The Baltics: As mentioned previously the EUR720mn Baltic project is to be one of many developments linking the Baltic Sea states together and includes projects in Estonia, Latvia and Lithuania. The aim is to bind these states more closely with the European synchronous system adding flexibility and potential the ability to install greater volumes of renewable power of their own. We highlight that these markets have been in the process of uncoupling their grid from Russia and as such were in the danger of becoming marginalised in the wider European system. The region’s states, Denmark, Germany, Estonia, Latvia, Lithuania, Poland, Finland and Sweden, have also agreed to further collaborate in the Baltic Energy Market Interconnection Plan (BEMIP). The group aims to jointly commit to foster hybrid offshore wind projects, smart grids and crucially energy system integration. The group aims to draft a work programme for offshore wind development in the Baltic Sea which will for a core focus of their NECP’s s as well as broader EU policy developments. Within the region we highlight that Estonia, is set to add 2.7GW of renewable capacity over the decade with the sector set to represent 72% of total installed capacity.

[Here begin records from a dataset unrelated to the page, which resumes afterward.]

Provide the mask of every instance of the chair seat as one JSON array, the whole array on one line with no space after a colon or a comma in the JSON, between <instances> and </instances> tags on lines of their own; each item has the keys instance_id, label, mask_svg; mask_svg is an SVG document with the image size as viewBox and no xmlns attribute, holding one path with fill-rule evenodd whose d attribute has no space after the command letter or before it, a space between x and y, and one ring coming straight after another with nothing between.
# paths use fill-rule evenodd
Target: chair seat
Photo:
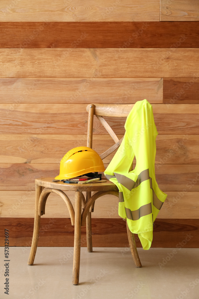
<instances>
[{"instance_id":1,"label":"chair seat","mask_svg":"<svg viewBox=\"0 0 199 299\"><path fill-rule=\"evenodd\" d=\"M52 181L54 178L36 179L35 184L41 186L53 189L59 189L66 191L106 191L108 190L118 190L116 185L107 180L104 183L89 183L87 184L67 184L63 182Z\"/></svg>"}]
</instances>

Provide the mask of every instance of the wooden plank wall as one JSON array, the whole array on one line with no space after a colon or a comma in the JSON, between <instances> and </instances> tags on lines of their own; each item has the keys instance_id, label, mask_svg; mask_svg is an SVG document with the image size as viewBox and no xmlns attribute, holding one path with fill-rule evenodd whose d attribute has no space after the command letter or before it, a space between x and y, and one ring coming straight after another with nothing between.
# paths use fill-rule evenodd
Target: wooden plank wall
<instances>
[{"instance_id":1,"label":"wooden plank wall","mask_svg":"<svg viewBox=\"0 0 199 299\"><path fill-rule=\"evenodd\" d=\"M55 177L66 152L86 145L87 105L146 98L159 133L156 179L168 195L152 247L198 247L199 12L194 0L1 1L0 245L7 228L11 245L30 245L34 180ZM124 120L107 120L121 138ZM100 154L112 141L94 122ZM118 209L113 196L96 201L94 246L128 246ZM39 245L73 246L69 217L51 194Z\"/></svg>"}]
</instances>

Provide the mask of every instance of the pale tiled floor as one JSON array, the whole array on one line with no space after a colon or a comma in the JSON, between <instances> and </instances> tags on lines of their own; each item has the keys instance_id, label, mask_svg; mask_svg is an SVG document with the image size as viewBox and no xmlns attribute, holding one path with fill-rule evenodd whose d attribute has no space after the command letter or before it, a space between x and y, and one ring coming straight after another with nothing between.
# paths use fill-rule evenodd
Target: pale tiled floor
<instances>
[{"instance_id":1,"label":"pale tiled floor","mask_svg":"<svg viewBox=\"0 0 199 299\"><path fill-rule=\"evenodd\" d=\"M136 268L129 248L82 248L80 283L72 283L73 248L10 247L9 295L4 293L4 247L0 247L1 299L198 299L199 249L138 248Z\"/></svg>"}]
</instances>

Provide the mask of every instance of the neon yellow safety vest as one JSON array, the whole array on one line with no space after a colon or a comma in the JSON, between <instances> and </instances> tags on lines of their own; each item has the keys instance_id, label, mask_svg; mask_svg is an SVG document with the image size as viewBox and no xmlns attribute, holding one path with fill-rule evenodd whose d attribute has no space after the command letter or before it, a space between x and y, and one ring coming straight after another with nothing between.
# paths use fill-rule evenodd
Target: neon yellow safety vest
<instances>
[{"instance_id":1,"label":"neon yellow safety vest","mask_svg":"<svg viewBox=\"0 0 199 299\"><path fill-rule=\"evenodd\" d=\"M155 139L158 133L152 107L144 100L135 104L124 126L126 132L116 153L104 172L119 190L119 215L138 234L144 249L149 249L153 223L167 194L155 179ZM135 156L135 168L129 171Z\"/></svg>"}]
</instances>

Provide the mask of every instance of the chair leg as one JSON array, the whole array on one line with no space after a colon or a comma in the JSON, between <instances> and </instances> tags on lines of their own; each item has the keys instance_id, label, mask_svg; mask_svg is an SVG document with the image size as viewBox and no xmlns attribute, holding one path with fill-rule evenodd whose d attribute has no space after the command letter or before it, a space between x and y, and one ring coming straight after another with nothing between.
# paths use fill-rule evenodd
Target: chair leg
<instances>
[{"instance_id":1,"label":"chair leg","mask_svg":"<svg viewBox=\"0 0 199 299\"><path fill-rule=\"evenodd\" d=\"M38 204L39 196L41 193L41 186L36 185L35 210L35 220L33 230L33 235L30 252L28 262L28 264L30 265L33 265L34 263L39 239L40 220L41 216L39 216L38 213Z\"/></svg>"},{"instance_id":2,"label":"chair leg","mask_svg":"<svg viewBox=\"0 0 199 299\"><path fill-rule=\"evenodd\" d=\"M86 201L87 202L91 196L90 191L87 191L86 193ZM87 249L89 252L92 251L92 231L91 229L91 213L89 212L86 218L86 234L87 242Z\"/></svg>"},{"instance_id":3,"label":"chair leg","mask_svg":"<svg viewBox=\"0 0 199 299\"><path fill-rule=\"evenodd\" d=\"M81 195L80 192L78 191L76 191L75 194L74 254L72 282L73 284L76 285L79 283L80 261Z\"/></svg>"},{"instance_id":4,"label":"chair leg","mask_svg":"<svg viewBox=\"0 0 199 299\"><path fill-rule=\"evenodd\" d=\"M127 221L126 221L127 224L127 234L128 235L128 238L129 239L129 242L130 248L131 249L131 254L133 257L133 258L134 260L134 263L136 267L140 268L142 266L142 264L140 260L138 251L136 247L135 238L134 237L134 235L129 229L129 227L127 223Z\"/></svg>"}]
</instances>

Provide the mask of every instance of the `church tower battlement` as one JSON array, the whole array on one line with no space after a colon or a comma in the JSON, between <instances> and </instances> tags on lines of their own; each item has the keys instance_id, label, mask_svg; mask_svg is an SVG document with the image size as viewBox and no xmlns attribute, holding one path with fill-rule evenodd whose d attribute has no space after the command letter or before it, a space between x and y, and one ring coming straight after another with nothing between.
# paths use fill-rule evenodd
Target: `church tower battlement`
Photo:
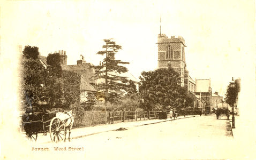
<instances>
[{"instance_id":1,"label":"church tower battlement","mask_svg":"<svg viewBox=\"0 0 256 160\"><path fill-rule=\"evenodd\" d=\"M189 71L186 68L185 56L185 40L182 36L169 38L165 34L159 34L158 67L157 68L168 67L170 64L180 78L182 86L189 85Z\"/></svg>"}]
</instances>

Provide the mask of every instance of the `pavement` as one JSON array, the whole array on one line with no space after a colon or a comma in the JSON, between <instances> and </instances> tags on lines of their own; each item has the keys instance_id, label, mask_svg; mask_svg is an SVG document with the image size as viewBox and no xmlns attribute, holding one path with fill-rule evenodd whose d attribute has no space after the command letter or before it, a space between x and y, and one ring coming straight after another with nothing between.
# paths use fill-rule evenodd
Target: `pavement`
<instances>
[{"instance_id":1,"label":"pavement","mask_svg":"<svg viewBox=\"0 0 256 160\"><path fill-rule=\"evenodd\" d=\"M202 115L202 116L203 115ZM134 126L142 126L145 125L149 125L161 122L164 122L170 121L178 121L180 119L188 118L190 117L194 117L195 116L200 116L199 115L188 115L184 117L184 116L180 116L178 119L171 119L170 118L167 119L149 119L149 120L141 120L138 121L131 121L126 122L119 122L115 124L110 124L107 125L100 125L91 127L84 127L80 128L72 129L71 133L71 138L72 139L80 138L91 135L99 134L103 132L109 132L116 130L121 127L129 128ZM24 134L25 135L25 134ZM66 135L68 136L68 133ZM51 143L51 139L50 134L47 133L46 135L43 135L43 133L39 133L37 135L36 143Z\"/></svg>"}]
</instances>

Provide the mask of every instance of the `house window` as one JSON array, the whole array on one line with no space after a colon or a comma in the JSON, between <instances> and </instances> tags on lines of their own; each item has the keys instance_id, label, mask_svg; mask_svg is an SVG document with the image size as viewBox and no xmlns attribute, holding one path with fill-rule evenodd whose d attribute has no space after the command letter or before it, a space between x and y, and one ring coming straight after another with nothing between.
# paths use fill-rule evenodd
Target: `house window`
<instances>
[{"instance_id":1,"label":"house window","mask_svg":"<svg viewBox=\"0 0 256 160\"><path fill-rule=\"evenodd\" d=\"M85 98L85 92L81 92L81 98Z\"/></svg>"}]
</instances>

However, increased interconnectivity could expose thermal generators to increased risks. Increased downside risks could be posed to the developers of oil, gas and coal generators who, in an increasingly renewables-dominated market, could see diminished opportunities for development. We highlight that added pressure will brought on by the European parliament voting to increase the emissions reduction target for 2030 to 60% instead of 40%, the current target. We believe this will give greater impetus for renewable growth targets and emissions reduction. As markets in the EU become more closely interlinked power trading will favour cheap, low-carbon sources. Despite gas generators offering flexibility and the ability to trade on the more valuable intra day market, a reduction in the hours of operation as more renewables come online could damage profitability. Although not yet reality, a single European energy market is being pursued by the region and would mean a more centralised policy on issues such as interconection, power trade and decarbonisation.